Oh, it made me mad — especially because my A1c was one of the worst I’ve had in years (transferred diabetic rage = never a good thing). I considered not going back to pay — I mean, dude, how many times could I try to get them to let me give them money — but morality prevailed, and the next day I walked over with Peter in the middle of a rainstorm to pay for the test and (god help me) try to get an English bill so that I could attempt to get insurance to reimburse me for it. (As anyone who has dealt with international claims forms knows, they are insistent that you give them something in English.)
Needless to say, this did not go well. The woman behind the desk started off friendly, but as soon as I asked if I could see the bill before paying it — a wise move, since there was what appeared to be an entire blood panel on there, with four tests repeated twice — she refused and, to my horror, called back the nurse from the night before.
I tried to ask her what she had charged me for and why there were so many tests. She glared at me and told me to pay. We went back and forth several times before, giving up, I asked if she would please write a sentence — which I wrote on a piece of paper — saying what test I had gotten and how much it had cost, so that I could send it to the insurance company. No, she would not. Instead she started yelling.
“YOUR DOCTOR WILL TAKE THIS!” she yelled. “HE WILL TAKE IT!”
By now, this was becoming a scene; a man suddenly appeared at my left and, with breath that smelled like straight alcohol, tried to help me translate.
It quickly became clear that while she understood what I was saying, there was no way this was going to happen. When I tried to explain that the note wasn’t for my doctor — and besides, I don’t even have one at the moment since we moved from California — she even threw in a little barb (“Why do you not have a doctor IN ENGLAND????”) before glaring some more.
I finally just handed over my credit card. I’m happy to report that my sodium levels appear to be within a normal range — but less happy to report that, as with the other charges on the bill for tests I did not request, I was charged twice.

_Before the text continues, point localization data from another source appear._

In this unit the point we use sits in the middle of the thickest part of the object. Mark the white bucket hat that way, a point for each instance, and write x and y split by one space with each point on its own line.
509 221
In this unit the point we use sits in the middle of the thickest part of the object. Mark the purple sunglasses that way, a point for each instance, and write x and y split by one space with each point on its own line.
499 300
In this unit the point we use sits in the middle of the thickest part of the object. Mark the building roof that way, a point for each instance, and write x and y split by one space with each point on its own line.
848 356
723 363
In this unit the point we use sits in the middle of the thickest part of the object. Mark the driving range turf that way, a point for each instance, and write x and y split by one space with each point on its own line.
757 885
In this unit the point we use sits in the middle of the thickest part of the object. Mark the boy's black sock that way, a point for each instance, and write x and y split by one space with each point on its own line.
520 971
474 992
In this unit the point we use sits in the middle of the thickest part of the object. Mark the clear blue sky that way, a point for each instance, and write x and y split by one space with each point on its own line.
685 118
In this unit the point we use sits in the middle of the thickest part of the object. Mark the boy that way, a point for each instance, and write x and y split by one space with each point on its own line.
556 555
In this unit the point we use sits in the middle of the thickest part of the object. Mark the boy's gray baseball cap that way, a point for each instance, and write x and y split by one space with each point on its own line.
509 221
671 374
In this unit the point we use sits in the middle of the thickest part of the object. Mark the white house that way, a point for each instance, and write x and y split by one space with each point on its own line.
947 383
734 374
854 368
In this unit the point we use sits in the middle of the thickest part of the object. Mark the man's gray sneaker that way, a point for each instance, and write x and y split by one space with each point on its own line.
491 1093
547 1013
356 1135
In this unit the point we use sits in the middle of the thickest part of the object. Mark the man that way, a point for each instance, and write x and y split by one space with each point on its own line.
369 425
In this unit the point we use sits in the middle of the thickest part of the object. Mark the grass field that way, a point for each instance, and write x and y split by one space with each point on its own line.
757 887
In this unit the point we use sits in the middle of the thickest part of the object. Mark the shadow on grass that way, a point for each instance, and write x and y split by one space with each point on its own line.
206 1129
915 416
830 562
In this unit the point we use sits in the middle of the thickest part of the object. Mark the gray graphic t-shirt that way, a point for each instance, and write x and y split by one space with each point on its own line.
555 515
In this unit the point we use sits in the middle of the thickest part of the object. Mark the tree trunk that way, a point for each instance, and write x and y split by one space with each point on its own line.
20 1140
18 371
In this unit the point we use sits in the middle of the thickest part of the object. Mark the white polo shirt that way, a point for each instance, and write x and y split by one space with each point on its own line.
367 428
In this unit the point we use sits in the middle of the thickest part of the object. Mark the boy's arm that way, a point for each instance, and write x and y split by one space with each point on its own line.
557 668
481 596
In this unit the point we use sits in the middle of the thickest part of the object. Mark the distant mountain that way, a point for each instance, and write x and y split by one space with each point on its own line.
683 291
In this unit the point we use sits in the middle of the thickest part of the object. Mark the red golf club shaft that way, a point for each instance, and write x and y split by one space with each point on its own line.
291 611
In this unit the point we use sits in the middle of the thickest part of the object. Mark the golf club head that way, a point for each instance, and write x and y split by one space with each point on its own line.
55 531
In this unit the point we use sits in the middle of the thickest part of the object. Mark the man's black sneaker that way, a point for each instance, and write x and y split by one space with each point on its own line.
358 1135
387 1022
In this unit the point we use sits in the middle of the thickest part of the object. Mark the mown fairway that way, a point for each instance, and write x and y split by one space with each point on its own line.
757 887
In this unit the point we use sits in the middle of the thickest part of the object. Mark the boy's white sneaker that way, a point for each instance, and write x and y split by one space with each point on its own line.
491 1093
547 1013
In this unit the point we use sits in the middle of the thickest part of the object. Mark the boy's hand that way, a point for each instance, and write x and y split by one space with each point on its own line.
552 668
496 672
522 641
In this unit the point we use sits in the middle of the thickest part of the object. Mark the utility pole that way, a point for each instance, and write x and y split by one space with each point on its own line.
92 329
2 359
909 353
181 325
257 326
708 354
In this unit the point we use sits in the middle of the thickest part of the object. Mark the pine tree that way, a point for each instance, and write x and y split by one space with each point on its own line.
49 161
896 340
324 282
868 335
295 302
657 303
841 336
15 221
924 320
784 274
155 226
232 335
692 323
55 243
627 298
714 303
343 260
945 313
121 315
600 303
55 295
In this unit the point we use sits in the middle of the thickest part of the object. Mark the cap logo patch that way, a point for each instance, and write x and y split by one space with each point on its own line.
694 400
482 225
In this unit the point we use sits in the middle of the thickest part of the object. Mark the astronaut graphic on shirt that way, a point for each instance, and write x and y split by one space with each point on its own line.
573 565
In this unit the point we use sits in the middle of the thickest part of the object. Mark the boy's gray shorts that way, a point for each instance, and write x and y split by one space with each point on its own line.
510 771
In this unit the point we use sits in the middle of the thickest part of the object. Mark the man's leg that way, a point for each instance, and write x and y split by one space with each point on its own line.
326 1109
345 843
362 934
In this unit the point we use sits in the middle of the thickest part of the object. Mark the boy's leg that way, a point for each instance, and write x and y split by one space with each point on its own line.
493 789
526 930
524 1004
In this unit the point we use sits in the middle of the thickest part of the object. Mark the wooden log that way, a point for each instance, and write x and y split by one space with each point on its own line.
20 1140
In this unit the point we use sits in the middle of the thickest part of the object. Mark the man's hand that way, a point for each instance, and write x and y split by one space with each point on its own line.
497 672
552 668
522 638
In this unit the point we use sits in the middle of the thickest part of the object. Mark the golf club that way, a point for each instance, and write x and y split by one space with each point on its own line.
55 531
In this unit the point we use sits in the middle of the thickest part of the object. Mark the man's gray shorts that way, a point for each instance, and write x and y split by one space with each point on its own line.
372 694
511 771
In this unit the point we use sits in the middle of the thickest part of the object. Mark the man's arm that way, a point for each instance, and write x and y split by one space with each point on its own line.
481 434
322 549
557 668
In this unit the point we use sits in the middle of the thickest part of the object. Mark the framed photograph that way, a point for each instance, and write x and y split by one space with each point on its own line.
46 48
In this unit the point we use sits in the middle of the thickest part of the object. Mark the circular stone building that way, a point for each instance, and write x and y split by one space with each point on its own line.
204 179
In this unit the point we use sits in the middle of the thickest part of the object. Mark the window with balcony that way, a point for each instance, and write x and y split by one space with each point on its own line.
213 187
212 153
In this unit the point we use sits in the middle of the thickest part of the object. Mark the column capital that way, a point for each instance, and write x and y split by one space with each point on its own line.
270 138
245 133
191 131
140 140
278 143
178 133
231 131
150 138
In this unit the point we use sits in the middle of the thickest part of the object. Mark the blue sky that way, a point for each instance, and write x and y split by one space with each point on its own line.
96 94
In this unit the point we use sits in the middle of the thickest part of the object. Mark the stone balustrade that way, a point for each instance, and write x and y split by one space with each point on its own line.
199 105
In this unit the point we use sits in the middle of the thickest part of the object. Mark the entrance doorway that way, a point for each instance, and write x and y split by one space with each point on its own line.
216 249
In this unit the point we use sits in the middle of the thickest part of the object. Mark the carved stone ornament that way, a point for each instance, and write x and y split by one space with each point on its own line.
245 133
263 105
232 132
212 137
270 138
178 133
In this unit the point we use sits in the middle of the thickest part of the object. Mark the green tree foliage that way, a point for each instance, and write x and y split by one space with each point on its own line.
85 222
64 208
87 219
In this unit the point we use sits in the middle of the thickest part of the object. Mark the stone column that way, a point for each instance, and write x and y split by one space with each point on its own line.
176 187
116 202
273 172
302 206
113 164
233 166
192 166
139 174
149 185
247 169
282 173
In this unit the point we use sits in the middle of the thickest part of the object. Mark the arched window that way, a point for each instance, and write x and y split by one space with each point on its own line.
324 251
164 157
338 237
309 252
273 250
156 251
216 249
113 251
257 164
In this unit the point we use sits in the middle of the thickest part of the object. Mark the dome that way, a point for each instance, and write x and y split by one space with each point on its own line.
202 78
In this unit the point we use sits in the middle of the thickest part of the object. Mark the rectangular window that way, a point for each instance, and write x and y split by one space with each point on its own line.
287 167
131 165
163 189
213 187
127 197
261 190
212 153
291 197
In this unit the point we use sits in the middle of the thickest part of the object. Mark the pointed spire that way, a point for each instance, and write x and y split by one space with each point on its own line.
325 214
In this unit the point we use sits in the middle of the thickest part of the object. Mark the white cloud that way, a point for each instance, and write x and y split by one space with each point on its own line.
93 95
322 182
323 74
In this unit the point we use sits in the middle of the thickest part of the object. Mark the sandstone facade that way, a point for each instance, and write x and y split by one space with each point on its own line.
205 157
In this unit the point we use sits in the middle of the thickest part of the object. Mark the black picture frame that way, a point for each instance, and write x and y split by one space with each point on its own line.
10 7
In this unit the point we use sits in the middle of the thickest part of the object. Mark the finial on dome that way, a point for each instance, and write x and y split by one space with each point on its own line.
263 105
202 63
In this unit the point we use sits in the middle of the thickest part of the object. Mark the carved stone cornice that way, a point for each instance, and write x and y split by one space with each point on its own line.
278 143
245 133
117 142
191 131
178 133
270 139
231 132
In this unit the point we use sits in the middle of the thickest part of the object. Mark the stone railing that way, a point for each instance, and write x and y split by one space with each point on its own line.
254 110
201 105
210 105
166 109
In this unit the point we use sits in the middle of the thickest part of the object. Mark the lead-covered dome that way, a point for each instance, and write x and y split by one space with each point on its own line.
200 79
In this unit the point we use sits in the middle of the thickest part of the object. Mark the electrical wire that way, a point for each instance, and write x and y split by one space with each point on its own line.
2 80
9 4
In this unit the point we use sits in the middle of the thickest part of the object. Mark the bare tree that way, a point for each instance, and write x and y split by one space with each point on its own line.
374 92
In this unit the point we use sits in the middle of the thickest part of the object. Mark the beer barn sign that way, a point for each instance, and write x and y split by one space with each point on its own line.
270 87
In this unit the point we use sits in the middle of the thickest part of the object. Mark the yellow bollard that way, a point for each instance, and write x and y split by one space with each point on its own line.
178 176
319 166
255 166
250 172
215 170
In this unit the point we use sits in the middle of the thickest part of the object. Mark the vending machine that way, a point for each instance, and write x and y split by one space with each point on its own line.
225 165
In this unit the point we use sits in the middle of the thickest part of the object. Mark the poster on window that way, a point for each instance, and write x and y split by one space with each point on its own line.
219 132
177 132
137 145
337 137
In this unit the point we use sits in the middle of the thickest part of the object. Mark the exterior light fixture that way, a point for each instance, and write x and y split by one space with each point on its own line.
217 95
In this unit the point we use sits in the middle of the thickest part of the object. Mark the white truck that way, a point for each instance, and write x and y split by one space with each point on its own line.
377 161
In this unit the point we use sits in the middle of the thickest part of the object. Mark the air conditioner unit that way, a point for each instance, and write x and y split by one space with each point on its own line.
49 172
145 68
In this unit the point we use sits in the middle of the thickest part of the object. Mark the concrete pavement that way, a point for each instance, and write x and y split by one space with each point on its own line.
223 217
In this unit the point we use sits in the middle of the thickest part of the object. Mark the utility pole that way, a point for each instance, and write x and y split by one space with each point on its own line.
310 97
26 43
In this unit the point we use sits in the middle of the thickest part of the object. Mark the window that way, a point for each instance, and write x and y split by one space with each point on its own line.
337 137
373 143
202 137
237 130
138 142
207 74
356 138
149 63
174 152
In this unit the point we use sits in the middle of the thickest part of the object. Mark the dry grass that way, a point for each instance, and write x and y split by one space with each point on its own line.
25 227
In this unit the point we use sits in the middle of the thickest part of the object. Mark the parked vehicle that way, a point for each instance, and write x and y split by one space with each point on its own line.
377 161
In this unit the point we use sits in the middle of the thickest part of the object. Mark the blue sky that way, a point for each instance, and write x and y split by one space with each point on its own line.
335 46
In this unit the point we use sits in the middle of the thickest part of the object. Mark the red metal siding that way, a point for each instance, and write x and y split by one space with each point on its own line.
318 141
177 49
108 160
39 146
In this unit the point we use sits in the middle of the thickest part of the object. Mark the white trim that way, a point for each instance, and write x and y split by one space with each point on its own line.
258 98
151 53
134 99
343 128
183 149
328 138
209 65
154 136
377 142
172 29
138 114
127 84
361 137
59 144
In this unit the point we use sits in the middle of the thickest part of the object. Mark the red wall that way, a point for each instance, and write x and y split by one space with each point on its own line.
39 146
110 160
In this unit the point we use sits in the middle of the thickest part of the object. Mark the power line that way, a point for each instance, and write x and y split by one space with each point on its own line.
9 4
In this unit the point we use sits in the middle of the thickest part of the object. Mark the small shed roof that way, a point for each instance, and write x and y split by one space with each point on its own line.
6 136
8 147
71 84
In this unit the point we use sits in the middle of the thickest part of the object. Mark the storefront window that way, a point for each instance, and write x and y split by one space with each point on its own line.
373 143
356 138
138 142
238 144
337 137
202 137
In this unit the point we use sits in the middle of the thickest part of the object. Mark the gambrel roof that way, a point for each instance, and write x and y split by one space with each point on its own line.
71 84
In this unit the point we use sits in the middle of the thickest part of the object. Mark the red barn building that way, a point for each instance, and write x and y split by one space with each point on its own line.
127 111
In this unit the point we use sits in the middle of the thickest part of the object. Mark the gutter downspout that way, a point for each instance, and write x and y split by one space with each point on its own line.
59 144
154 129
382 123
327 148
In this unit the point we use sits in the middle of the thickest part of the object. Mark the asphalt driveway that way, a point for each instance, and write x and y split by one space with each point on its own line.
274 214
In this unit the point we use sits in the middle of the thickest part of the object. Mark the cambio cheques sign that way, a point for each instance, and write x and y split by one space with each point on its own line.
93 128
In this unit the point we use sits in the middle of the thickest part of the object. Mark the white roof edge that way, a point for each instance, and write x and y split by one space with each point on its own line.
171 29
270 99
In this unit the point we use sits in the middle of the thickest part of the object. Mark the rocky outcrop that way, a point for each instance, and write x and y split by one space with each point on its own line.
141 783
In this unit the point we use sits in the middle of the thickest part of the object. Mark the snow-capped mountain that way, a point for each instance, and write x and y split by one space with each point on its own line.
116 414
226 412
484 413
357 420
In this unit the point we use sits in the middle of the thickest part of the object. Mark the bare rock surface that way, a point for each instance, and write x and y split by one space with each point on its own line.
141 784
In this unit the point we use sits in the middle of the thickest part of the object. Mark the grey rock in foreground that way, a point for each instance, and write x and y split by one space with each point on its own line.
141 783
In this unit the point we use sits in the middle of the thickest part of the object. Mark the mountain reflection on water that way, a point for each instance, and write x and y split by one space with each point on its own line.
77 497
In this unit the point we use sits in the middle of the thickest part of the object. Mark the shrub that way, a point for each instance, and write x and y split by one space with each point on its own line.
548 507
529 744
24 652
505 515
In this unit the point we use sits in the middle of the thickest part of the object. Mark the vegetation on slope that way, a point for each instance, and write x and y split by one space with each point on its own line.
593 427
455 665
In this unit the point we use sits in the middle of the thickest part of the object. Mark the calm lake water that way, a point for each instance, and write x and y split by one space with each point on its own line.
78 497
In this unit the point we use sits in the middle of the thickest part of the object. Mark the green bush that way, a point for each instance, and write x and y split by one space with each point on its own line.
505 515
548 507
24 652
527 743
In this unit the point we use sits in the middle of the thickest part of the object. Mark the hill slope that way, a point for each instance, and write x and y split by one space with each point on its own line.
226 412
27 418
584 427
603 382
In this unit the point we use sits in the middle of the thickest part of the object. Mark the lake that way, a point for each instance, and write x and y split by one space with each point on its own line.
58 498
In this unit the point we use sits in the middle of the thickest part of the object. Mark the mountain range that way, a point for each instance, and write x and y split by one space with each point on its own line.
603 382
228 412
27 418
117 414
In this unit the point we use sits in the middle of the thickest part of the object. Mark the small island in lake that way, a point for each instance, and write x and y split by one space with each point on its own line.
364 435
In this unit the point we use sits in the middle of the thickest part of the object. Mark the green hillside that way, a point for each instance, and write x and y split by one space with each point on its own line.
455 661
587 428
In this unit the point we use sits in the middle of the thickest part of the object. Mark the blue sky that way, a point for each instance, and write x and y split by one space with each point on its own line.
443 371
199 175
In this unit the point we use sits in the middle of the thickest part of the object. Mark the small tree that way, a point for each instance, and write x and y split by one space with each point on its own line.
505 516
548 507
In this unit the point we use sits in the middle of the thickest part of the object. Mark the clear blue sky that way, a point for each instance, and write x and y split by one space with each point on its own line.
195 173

A word of actual advice: if you are trying to get an A1c done abroad, make sure that the results they give you are in the correct units — most countries use the mmol/l metric instead of the American mg/dl. The mmol/l numbers inconveniently overlap with A1c measurements (i.e. a 6.7 could be either one) — so I went through a moment of thinking my A1c might actually have been my current glucose number, measured differently.